No treatment is available for Lethologica.
Recently, while working with a student in my office hours, I was asked what a word was in Spanish so that he could complete his activity. He first grabbed the dictionary and then said “Wait, you’re much easier”. Although I laughed and usually tell my students that I’m not a dictionary and they should use the real thing, the next thing that he said was what stopped me from my usual teacherly lectures on the importance of learning words by lexical context and dictionaries. He said “Well, I mean, if it were an English word I was looking for, I wouldn’t have asked. I’ve never seen you forget a Spanish word or, if so, take more that a couple of seconds to remember one, but in English…well… But hey, at least your English grammar is good!”

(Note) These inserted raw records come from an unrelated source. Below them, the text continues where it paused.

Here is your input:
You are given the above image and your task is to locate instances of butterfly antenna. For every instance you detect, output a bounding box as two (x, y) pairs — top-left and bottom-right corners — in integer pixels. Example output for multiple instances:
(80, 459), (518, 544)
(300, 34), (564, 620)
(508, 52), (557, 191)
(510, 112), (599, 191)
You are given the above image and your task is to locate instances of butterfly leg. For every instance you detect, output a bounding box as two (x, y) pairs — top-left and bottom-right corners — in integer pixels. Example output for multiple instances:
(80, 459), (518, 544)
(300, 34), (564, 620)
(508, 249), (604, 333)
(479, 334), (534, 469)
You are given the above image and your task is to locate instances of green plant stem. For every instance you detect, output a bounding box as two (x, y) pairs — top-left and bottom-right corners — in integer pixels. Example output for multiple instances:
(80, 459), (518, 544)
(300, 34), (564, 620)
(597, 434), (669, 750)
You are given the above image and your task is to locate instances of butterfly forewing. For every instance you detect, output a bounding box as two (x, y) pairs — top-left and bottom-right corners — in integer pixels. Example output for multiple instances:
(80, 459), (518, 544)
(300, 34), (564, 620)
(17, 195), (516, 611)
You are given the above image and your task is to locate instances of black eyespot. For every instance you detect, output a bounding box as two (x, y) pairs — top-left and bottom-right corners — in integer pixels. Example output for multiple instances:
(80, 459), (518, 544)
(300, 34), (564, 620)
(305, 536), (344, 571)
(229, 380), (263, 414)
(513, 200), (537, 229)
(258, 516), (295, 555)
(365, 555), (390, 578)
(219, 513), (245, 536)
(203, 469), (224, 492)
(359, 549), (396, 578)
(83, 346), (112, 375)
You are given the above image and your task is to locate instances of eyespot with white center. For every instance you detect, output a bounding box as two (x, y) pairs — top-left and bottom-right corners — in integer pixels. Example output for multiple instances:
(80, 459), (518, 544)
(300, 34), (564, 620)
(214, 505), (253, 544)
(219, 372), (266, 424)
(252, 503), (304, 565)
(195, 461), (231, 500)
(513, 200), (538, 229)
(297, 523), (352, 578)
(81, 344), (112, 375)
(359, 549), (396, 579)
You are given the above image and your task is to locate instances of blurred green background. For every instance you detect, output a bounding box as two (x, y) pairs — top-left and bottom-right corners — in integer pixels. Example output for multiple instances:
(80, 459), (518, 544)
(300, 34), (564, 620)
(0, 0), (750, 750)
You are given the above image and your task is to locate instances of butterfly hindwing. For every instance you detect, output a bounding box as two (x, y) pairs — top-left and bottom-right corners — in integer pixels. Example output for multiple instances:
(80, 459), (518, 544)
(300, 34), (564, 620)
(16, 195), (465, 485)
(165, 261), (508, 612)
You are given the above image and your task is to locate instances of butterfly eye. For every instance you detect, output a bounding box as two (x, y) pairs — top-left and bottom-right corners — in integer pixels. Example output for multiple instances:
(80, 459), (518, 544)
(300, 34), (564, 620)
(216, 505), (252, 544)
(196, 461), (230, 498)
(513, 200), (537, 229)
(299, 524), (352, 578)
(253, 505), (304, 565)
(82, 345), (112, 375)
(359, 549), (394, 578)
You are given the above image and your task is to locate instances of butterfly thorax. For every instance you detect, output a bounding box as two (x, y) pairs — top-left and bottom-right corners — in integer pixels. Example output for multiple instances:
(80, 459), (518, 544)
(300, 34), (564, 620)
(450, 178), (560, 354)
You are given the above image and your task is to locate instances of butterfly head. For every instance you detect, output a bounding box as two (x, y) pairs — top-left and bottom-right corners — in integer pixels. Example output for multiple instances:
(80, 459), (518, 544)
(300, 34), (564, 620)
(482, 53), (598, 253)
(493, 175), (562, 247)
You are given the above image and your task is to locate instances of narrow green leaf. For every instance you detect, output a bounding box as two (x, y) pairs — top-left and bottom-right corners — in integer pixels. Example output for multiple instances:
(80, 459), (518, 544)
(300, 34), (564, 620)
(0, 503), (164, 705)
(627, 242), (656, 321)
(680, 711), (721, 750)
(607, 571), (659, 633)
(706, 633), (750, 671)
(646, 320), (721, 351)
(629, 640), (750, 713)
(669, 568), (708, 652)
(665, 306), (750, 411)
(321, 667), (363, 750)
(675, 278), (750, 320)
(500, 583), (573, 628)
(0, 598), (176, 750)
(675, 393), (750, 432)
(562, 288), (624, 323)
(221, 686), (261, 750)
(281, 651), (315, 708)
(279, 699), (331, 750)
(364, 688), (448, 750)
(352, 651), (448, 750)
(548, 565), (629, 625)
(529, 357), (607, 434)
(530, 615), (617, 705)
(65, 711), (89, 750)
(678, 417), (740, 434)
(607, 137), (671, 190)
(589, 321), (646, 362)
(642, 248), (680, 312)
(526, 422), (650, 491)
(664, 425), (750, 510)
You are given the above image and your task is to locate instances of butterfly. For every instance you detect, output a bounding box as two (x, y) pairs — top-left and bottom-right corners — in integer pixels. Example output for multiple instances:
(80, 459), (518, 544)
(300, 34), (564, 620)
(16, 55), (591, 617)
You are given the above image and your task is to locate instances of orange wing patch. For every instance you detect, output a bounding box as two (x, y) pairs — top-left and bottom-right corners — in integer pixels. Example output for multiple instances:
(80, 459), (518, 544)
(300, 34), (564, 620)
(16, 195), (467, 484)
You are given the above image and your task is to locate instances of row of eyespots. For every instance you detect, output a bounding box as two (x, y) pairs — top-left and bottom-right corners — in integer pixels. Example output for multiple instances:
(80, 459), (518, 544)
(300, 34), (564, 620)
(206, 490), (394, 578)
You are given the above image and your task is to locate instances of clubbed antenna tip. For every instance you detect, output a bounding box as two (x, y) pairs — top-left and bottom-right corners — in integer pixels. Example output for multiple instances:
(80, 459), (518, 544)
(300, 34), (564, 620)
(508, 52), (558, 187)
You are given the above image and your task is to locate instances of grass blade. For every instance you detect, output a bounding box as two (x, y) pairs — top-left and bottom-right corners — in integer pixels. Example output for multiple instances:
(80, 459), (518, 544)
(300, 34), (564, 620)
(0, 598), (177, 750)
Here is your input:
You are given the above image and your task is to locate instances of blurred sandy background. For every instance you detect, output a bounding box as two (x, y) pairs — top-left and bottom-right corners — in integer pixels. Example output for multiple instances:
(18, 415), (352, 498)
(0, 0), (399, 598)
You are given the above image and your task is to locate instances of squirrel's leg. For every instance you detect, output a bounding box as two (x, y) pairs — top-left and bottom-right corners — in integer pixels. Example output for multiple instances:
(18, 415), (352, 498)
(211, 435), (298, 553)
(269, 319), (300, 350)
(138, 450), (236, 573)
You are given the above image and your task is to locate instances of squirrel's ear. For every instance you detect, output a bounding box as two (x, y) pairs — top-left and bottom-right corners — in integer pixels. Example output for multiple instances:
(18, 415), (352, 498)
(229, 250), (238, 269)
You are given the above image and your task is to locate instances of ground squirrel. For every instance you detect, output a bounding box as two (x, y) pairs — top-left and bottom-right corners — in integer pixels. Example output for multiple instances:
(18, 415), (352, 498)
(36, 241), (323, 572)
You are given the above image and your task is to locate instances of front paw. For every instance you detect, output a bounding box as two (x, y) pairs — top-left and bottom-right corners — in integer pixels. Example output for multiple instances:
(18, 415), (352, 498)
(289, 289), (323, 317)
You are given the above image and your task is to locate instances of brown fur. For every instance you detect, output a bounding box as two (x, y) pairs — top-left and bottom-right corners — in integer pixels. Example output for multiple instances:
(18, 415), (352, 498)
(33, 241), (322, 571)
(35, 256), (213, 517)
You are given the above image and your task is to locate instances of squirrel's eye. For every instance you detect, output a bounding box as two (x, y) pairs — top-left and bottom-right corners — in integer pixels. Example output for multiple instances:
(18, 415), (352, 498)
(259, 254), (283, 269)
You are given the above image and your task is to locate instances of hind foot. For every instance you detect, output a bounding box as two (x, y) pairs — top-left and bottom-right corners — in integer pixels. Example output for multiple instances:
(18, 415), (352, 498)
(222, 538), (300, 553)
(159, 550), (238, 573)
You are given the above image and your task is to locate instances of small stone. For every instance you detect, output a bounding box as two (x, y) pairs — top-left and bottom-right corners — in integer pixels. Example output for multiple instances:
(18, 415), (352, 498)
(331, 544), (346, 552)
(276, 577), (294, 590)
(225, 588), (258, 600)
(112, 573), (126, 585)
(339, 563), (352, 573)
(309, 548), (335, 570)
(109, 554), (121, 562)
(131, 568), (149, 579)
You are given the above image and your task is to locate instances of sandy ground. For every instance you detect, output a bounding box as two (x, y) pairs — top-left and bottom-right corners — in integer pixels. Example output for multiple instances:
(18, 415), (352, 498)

I cannot deny that I am the worst culprit of forgetting my English. I do this all of the time and it really drives me nuts and I assume everyone around me. Of course I forget my Spanish, and not nearly as much vocabulary as in English, but the funny thing is, I think I more often forget English words and experience first hand the combative relationship between language and parole. The hardest part is when trying to recall a conversation or experience in one language and communicating it in the other. This is when my third language comes out… Spanglish. I will either throw in some Spanish words, or more often then not, change word order and sentence structure in a way that mimics Spanish. Although, I will tell you, it is actually quite normal. You will quite often hear out of my mouth: “No, no, that doesn’t function (work)”, or “I will pass (give you something) this to you later”, or “It’s a very interesting… um, how do you say ‘temporada’ (season), in my life ? For more information on this, take a look at this article on Second Language influence in First Language Attrition.
It fascinates me, really and it makes me want to study neurolinguistics, dissect the brain and figure out why this happens. Mostly, though, it just makes me feel like I an uneducated, inarticulate one-and-a-half-lingual person who can’t quite… can’t quite… what’s the word?